# Try an International flavor to fish cooking.



## fishnchevy (Apr 2, 2011)

Hey ran across this site that has a few different recipes....

It will self translate to English.

Let us know how it comes out.....

Robert 

http://www.pescamediterraneo2.com/section-7.html


----------



## the pyromaniac (Oct 9, 2011)

There's some good stuff on there!

I found this one a few hours ago... http://www.cooks.com/rec/search/0,1-0,white_bass,FF.html

I would also like to pass along one of my favorites. One of my fishing buddies, Tóño the Mexican, is one of the top chefs/restauranteurs in southwest Virginia and eastern Kentucky. His specialty is a traditional Michoacán catfish tail soup.

Here's what you'll need:

Stock pot (at least 8 quarts)
water
Chicken or crab broth
Catfish, cut into steaks
2 limes for every pound of fish, quartered
Jalapeño peppers
potatoes
carrots
Cabbage
Any other vegetables that aren't nailed down
Peeled shrimp
Cilantro
Valentina hot sauce (3 drops per gallon)
garlic

These ingredients are listed without portion sizes because every pallette is different, especially with spicy stuff... With regard to the fish, chop off the head, cut out the entrails, and throw everything else in, including the tail.

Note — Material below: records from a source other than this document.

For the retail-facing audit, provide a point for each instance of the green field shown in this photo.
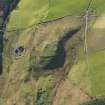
(28, 13)
(34, 11)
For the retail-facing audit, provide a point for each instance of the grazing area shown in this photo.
(52, 52)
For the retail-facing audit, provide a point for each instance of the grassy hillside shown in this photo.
(53, 67)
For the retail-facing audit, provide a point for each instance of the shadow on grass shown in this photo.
(58, 60)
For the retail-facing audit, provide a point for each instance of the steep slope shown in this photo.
(44, 59)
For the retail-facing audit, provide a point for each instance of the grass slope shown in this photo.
(28, 13)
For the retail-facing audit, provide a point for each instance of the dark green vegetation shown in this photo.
(53, 53)
(95, 102)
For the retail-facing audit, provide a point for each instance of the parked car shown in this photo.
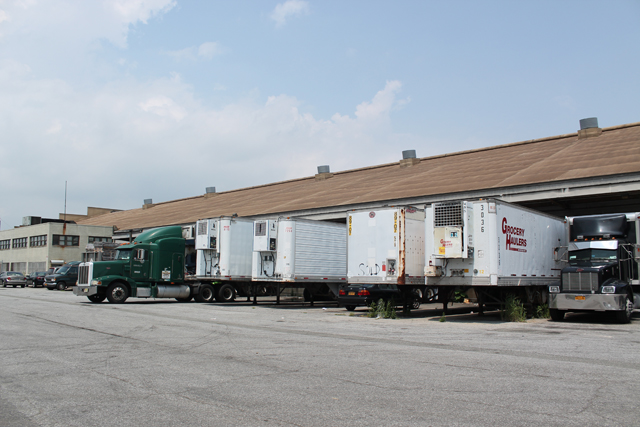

Flathead, channel, blue, white, hardhead, gaff-topsail, yaquí, and headwater catfish all work really well here, as do smallmouth bass, white bass, striped bass, bluefish, and most species of drum and croaker.


----------



## BigJeff823 (Oct 14, 2002)

I like to make all sorts of Fish Tacos/Fish and Seafood Fajitas,Jerk Shrimp,Cevice,and others.Someday I would love to try Shushi but I would never want to try"Fish Head Soup".I like to use fish in Italian dishes as well.


----------